Tuesday, May 21, 2013

Take a Break by Andy Scheer

Sometimes the best technique when you’re stuck in a writing project is to step away from the keyboard.

I spent much of last month performing a heavy edit on a large nonfiction project destined for self-publishing. The content was deep and theological — often supporting positions I didn’t. Worse, the writer was not a polished communicator.

Most days I found I could track the writing for only a half-hour before I stopped being able to disentangle his prose.

So I applied the strategy I’ve learned with jigsaw puzzles.
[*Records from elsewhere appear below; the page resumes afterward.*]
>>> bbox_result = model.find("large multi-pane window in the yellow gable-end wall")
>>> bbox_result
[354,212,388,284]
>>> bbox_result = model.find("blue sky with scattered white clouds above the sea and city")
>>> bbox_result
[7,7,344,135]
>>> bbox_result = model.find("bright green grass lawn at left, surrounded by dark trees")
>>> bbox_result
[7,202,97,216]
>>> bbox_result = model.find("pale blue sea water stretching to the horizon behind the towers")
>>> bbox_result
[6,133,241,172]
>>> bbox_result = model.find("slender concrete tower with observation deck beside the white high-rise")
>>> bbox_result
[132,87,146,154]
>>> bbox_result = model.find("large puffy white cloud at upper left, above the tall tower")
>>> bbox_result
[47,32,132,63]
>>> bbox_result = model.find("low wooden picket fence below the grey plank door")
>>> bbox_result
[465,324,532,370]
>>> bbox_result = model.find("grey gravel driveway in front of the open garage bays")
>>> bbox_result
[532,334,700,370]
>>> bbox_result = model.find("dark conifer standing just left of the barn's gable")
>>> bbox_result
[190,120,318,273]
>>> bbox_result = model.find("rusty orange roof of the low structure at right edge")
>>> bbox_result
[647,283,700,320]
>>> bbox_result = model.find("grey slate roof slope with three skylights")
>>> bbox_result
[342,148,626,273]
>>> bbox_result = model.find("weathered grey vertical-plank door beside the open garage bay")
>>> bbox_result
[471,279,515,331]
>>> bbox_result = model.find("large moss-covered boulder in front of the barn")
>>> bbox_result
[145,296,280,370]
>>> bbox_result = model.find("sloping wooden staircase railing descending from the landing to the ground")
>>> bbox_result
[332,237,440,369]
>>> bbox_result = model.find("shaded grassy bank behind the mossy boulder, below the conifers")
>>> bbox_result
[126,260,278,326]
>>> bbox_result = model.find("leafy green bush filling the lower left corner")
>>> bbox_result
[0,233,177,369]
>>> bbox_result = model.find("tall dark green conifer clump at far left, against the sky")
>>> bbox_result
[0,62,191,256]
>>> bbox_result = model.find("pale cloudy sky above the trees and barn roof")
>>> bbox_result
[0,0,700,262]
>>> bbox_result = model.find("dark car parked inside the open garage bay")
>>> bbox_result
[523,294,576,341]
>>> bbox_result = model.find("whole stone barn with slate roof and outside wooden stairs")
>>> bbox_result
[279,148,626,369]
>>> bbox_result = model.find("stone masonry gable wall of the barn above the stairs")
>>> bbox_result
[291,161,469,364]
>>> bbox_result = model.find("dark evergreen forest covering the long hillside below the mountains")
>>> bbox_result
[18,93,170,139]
When I can no longer make sense of a particular part, I get up, stretch, and switch to another side of the table.

Not all of that works with a writing project. If you’re stuck in chapter 7, it’s hard to skip to 17. But it sure helps to get up, stretch, and allow your mind to attend briefly to something else.
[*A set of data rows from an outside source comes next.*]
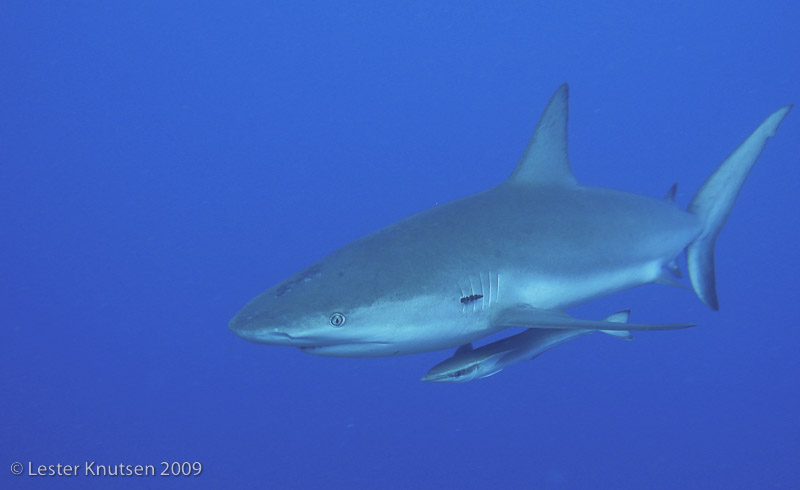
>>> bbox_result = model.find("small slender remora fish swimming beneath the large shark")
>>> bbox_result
[422,310,633,383]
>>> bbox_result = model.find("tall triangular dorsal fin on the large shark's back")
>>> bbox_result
[508,83,577,185]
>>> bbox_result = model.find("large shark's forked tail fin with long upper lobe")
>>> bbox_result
[686,105,792,310]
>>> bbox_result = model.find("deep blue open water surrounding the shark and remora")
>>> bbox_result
[0,0,800,489]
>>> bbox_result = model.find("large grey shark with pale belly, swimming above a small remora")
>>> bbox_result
[228,84,791,357]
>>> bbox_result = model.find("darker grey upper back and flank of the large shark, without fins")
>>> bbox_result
[256,183,699,311]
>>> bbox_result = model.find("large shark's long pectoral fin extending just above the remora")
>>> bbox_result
[492,304,694,331]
One of my techniques involves music. Not only do I play instrumentals to help me concentrate, I play it in a format that forces me to get up often.

While the LP in LP records stands for long-playing, they usually provide no more than 25 minutes on a side. Perfect timing for getting up, walking to the record player, and flipping to side two or putting the album away and deciding which to listen to next.

A minute or two later I’m back at the keyboard — and the solution to the next sentence seems obvious.

Don’t have a turntable? Then keep a cup of your favorite hot beverage next to your screen and force fluids. You’ll have to get up often, and the ideas will also flow.


Timothy Fish said...

I think I would have a very hard time editing someone's work if I disagreed with their theological position.

Rick Barry said...

I can relate. Weighty subject matter combined with convoluted writing demand more frequent brain breaks for the editor. I used to edit articles for a theologian who often mixed his metaphors. (Ex.: "Have our hearts grown so cold that our thoughts don't skip a beat when placed eye to eye with God's Word?") I groaned frequently (and took frequent breaks) as I untangled these knotty sentences.

Andy Scheer said...

It comes with the territory in editing professionally. It's best viewed as an opportunity to see how that position supports its views.

Andy Scheer said...

I want to take a break after reading just that one sentence.

Anonymous said...

I can relate. My shoulders tend to tell me it is time to move away from the editing.